Google is spending real money to build its own AI "circle of friends": it is willing to pay for the data center to build infrastructure, but there is a condition - it must use Google's own TPU chips.
At the same time, AMD is also pushing its own AI chips: providing guarantees for customer loans and lowering the financial threshold for them to purchase AMD chips.
The market generally believes that the practices of these two companies are actually copying Nvidia's earlier "CoreWeave model" - that is, bypassing Amazon, Microsoft, Google, which have self-developed chips or are deeply bound by Nvidia, and instead supporting a number of emerging AI cloud service providers (called "Neocloud") to turn them into their own "direct troops", so as to grab a larger share of the AI chip market.
|Winning over mining companies just to push their own AI chips
According to people familiar with the matter, Google is planning to invest about $100 million in AI cloud computing startup Fluidstack, valued at up to $7.5 billion.
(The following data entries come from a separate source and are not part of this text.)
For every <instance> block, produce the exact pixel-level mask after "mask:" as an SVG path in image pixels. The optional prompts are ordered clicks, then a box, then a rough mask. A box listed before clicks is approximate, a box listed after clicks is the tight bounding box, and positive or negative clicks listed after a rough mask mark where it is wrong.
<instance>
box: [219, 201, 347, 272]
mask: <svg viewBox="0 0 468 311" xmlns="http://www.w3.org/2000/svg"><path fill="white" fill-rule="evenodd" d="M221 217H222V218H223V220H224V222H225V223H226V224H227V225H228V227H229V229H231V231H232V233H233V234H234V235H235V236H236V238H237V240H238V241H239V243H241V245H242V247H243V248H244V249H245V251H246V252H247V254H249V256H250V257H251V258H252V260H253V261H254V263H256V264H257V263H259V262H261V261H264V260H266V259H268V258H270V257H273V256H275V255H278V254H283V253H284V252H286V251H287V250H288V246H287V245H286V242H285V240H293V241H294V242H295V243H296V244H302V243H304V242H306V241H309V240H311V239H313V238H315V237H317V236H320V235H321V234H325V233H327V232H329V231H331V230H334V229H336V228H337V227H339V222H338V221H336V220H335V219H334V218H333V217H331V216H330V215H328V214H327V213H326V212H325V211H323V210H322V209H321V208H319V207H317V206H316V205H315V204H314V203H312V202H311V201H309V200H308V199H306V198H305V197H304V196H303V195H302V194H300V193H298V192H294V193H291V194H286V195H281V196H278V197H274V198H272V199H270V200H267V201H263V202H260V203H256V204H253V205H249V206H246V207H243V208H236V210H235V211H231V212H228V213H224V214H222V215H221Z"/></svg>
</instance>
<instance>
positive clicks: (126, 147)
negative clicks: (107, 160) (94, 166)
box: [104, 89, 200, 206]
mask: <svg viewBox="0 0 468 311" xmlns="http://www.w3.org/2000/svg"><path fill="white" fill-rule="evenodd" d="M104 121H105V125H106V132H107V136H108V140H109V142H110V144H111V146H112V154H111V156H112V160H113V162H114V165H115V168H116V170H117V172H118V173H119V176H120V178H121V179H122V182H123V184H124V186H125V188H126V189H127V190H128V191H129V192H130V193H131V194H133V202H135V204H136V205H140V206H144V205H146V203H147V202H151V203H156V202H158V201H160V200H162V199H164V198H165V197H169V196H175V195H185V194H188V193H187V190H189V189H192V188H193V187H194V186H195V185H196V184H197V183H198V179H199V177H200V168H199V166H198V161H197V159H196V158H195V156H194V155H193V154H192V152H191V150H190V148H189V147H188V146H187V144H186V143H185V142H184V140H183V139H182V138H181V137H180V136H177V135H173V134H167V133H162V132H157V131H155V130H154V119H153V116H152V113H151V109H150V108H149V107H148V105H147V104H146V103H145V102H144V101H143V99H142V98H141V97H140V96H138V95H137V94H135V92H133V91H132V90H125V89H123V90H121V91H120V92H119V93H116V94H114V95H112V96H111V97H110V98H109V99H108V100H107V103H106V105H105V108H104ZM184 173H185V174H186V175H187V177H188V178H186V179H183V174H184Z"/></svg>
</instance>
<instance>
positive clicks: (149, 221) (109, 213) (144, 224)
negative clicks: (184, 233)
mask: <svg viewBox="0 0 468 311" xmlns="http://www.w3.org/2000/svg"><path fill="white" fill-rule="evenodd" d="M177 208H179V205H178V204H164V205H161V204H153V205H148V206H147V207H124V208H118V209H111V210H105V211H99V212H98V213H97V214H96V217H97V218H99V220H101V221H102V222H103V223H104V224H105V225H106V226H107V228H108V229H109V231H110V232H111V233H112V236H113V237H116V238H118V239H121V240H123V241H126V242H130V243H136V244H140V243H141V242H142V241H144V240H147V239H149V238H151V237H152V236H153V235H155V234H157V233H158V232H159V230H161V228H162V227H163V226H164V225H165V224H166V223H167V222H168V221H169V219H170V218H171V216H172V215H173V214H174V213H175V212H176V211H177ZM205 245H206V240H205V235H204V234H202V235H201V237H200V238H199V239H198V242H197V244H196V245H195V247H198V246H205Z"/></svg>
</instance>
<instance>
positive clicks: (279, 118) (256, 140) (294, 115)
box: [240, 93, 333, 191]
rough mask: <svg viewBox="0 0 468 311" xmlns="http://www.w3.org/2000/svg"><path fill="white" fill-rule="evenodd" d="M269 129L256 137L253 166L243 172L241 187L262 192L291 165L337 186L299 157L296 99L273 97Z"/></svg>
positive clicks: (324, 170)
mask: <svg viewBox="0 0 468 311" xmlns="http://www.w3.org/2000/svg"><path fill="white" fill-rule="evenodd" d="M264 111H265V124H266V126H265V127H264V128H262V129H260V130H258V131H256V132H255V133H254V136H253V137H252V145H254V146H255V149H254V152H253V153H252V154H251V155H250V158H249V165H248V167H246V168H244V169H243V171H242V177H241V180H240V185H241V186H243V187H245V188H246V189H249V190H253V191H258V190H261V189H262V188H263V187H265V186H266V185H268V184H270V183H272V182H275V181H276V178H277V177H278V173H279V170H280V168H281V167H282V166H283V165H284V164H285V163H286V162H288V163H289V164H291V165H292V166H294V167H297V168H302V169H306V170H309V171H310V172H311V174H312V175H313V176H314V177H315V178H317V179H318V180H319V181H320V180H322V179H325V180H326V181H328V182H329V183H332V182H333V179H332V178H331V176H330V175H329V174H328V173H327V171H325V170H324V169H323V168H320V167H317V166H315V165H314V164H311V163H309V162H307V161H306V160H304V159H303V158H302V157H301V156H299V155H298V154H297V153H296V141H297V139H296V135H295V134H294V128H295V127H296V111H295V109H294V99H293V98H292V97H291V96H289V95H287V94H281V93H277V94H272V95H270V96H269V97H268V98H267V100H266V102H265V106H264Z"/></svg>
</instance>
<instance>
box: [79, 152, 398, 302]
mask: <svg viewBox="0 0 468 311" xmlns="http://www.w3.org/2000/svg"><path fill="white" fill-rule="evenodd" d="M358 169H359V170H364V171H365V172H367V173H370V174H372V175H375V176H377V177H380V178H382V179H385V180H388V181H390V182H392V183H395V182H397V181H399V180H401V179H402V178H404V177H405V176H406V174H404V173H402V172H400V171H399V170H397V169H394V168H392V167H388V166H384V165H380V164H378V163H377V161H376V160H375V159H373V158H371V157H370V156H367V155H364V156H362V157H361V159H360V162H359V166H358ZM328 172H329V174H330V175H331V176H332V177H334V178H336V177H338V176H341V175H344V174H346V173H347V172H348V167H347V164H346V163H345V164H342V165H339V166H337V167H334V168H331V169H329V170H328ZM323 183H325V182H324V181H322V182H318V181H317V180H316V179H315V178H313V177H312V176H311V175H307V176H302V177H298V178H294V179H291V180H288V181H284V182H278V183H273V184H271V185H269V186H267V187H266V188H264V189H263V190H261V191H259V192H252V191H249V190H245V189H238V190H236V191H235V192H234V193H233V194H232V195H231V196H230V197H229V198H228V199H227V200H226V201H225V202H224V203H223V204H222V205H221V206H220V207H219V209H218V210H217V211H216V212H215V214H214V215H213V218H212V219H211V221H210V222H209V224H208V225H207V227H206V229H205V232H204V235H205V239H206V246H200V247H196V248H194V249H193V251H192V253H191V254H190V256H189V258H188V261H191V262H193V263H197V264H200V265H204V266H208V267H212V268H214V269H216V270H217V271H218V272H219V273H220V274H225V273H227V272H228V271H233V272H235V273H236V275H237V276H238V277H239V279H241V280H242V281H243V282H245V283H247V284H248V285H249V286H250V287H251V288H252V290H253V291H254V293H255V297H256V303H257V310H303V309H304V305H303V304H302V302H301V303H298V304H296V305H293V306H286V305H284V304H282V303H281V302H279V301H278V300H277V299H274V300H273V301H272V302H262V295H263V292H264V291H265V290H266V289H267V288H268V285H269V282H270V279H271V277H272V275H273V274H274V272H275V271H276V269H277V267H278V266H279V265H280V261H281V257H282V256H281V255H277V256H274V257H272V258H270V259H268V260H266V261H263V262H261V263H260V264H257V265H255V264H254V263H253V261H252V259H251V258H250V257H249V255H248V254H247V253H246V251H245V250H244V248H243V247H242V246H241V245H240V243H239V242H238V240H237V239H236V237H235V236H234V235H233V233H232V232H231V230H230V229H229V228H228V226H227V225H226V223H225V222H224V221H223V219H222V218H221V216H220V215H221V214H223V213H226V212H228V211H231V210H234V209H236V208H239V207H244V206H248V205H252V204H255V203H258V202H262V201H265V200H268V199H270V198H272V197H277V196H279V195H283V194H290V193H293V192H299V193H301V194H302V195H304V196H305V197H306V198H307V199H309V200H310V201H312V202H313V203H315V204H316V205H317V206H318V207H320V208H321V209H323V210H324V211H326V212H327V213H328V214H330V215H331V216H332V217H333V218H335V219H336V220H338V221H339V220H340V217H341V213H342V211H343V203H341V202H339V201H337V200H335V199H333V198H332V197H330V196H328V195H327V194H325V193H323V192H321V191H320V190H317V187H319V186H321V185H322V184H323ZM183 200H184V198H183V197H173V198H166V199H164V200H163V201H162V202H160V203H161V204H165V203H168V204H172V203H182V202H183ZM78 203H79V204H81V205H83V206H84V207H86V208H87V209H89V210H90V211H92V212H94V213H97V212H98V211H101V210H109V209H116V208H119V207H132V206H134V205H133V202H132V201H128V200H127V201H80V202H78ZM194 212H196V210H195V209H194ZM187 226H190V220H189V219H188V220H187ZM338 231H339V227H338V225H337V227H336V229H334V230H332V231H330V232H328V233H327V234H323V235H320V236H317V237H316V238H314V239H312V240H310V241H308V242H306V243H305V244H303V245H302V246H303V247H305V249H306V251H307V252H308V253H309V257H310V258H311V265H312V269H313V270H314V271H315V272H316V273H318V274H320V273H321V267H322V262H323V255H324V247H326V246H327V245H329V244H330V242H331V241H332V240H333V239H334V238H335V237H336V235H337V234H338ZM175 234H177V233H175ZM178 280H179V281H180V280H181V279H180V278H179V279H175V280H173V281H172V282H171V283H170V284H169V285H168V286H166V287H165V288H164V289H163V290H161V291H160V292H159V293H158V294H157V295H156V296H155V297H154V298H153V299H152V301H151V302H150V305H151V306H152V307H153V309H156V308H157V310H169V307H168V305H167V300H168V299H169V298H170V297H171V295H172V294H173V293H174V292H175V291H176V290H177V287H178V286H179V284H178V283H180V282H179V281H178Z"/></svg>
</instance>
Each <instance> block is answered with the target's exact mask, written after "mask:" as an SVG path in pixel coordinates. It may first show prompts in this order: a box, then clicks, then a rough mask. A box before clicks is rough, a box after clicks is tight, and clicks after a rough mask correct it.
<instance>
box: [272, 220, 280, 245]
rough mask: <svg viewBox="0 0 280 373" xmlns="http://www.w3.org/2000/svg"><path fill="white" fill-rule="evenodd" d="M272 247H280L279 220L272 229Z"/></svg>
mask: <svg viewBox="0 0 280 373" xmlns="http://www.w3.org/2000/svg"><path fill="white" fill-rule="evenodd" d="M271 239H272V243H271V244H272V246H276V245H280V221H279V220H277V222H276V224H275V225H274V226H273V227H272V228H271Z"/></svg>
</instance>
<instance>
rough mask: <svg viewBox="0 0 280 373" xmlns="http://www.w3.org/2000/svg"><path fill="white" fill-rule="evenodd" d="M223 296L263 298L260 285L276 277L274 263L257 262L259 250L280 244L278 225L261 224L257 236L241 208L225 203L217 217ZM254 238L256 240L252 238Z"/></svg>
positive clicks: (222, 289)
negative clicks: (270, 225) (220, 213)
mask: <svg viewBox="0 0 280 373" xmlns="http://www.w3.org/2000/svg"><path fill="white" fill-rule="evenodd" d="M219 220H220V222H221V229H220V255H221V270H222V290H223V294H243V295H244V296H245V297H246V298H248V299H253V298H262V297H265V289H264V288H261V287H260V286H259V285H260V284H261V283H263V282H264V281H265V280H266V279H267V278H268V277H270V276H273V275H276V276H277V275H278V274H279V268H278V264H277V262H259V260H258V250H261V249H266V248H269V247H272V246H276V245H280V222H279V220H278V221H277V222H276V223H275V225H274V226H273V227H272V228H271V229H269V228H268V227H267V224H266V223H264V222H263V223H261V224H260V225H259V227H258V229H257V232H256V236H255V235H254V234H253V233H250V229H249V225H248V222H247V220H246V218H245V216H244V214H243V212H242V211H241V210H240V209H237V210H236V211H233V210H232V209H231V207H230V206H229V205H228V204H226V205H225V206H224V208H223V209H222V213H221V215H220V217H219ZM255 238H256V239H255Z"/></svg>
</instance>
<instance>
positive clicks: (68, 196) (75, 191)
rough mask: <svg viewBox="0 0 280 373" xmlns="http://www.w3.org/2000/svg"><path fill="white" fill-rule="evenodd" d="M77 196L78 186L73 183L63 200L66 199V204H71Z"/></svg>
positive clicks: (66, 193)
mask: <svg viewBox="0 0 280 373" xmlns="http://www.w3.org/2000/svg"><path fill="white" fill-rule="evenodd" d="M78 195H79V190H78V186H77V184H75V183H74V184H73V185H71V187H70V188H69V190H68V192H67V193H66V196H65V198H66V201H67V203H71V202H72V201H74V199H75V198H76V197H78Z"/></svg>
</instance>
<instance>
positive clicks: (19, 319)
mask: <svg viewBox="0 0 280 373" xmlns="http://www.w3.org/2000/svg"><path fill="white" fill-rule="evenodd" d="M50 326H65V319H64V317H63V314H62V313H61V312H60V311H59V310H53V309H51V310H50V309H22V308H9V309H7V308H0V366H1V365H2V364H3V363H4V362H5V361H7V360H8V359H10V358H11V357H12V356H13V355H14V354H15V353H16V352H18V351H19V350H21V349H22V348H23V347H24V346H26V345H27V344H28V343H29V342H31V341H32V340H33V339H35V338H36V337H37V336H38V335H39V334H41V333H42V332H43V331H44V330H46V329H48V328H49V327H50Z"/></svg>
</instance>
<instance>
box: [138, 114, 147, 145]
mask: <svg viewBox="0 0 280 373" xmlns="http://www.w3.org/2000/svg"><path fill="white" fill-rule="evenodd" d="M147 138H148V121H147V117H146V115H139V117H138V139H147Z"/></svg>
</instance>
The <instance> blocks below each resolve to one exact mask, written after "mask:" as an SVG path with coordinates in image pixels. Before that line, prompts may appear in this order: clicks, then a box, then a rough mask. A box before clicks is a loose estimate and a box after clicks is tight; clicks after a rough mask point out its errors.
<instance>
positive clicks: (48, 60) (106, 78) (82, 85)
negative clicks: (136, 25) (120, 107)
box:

But it's not just about "investing money to earn returns" - it's also a strategic card position.
"Emerging cloud" companies such as Fluidstack specialize in providing computing power to AI companies and are an important new force in the current market. Previously, Nvidia relied heavily on supporting CoreWeave (allowing it to purchase GPUs in large quantities), successfully bypassing traditional cloud giants such as Amazon and Microsoft to open up new markets.
Now, Google also wants to follow Nvidia's path: through investment, it will help Fluidstack expand rapidly, and at the same time promote more computing power providers to use Google's own TPU chips.
Not only that, but Google is also targeting cryptocurrency miners in transition.
Companies like Hut 8, Cipher Mining, and TeraWulf, which have ready-made large-scale data centers in their hands, are rushing to shift from "mining" to "running AI". Google has backstopped financing for their transformation projects – with clear terms: use my TPU.
AMD's aggressive "bet": can't sell? I'll rent!
Compared to Google's direct investment, AMD's approach is bolder and more risky.
AMD reportedly provided a strong guarantee for a $300 million loan from AI data center startup Crusoe — the money came from Goldman Sachs specifically to buy AMD's AI chips.
The most ruthless is one of the "bottom-up" clauses: if Crusoe buys chips but can't find customers to use them, AMD promises to pay for the chips to rent them out!
It is equivalent to saying, you just buy it, whether you use it or not, I will cover it. This kind of operation can quickly increase sales in the short term and help AMD grab market share
But the risk is also extremely high, in case the AI boom cools down and demand declines, these "rented back" chips will become AMD's own burden, directly dragging down the company's finances.
Why do Google and AMD take a "detour"? Because the main road is blocked!
Big cloud vendors (such as Amazon AWS, Microsoft Azure) are the largest buyers of AI chips, but they have little interest in Google's TPUs - on the one hand, they treat Google as a competitor; on the other hand, Amazon itself is also pushing for self-developed AI chips and does not want to use other people's at all
The result: Google's TPU is difficult to break into the mainstream cloud market.
Therefore, like AMD, it can only find another way - to support neutral "emerging cloud" companies (such as Fluidstack, Crusoe) and open up sales channels through these new players to bypass the blockade of giants.
There is also a "fight" inside: should the TPU team be split?
In order to accelerate the commercialization of TPU, some people within Google even proposed: separate the TPU team and turn it into a separate company, so as to attract external investment and accelerate expansion. However, Google officials quickly denied this claim, emphasizing: "TPU must be deeply synergized with core businesses such as Gemini large models, and splitting will weaken the advantage." ”
Don't just look at the chip, look at the winner of the "computing power ecology"
For U.S. stock investors:
Nvidia (NVDA): Still the first choice, the deepest ecological moat, difficult to shake in the short term; AMD (AMD): High risk and high elasticity, suitable for increasing the penetration rate of gaming AI, but it is necessary to pay close attention to the actual usage rate of customers such as Crusoe; Google (GOOGL): TPU progress can be used as a long-term observation indicator, but its short-term contribution to profits is limited.
Mapping of A-shares/Hong Kong stocks:
Pay attention to domestic AI chip + server manufacturers (such as Cambrian, Haiguang Information, Zhongke Shuguang) - if the supply of American chips is unstable, the logic of domestic substitution will be strengthened; If data center operators can access multiple computing power (including TPU and MI300), they may become new cooperation targets.
Risk warning:
If AI capital expenditure cools down in the second half of 2026, AMD's "bottom-up model" may backlash into cash flow; If Google fails to break through the capacity bottleneck, TPU's market share may remain in single digits for a long time.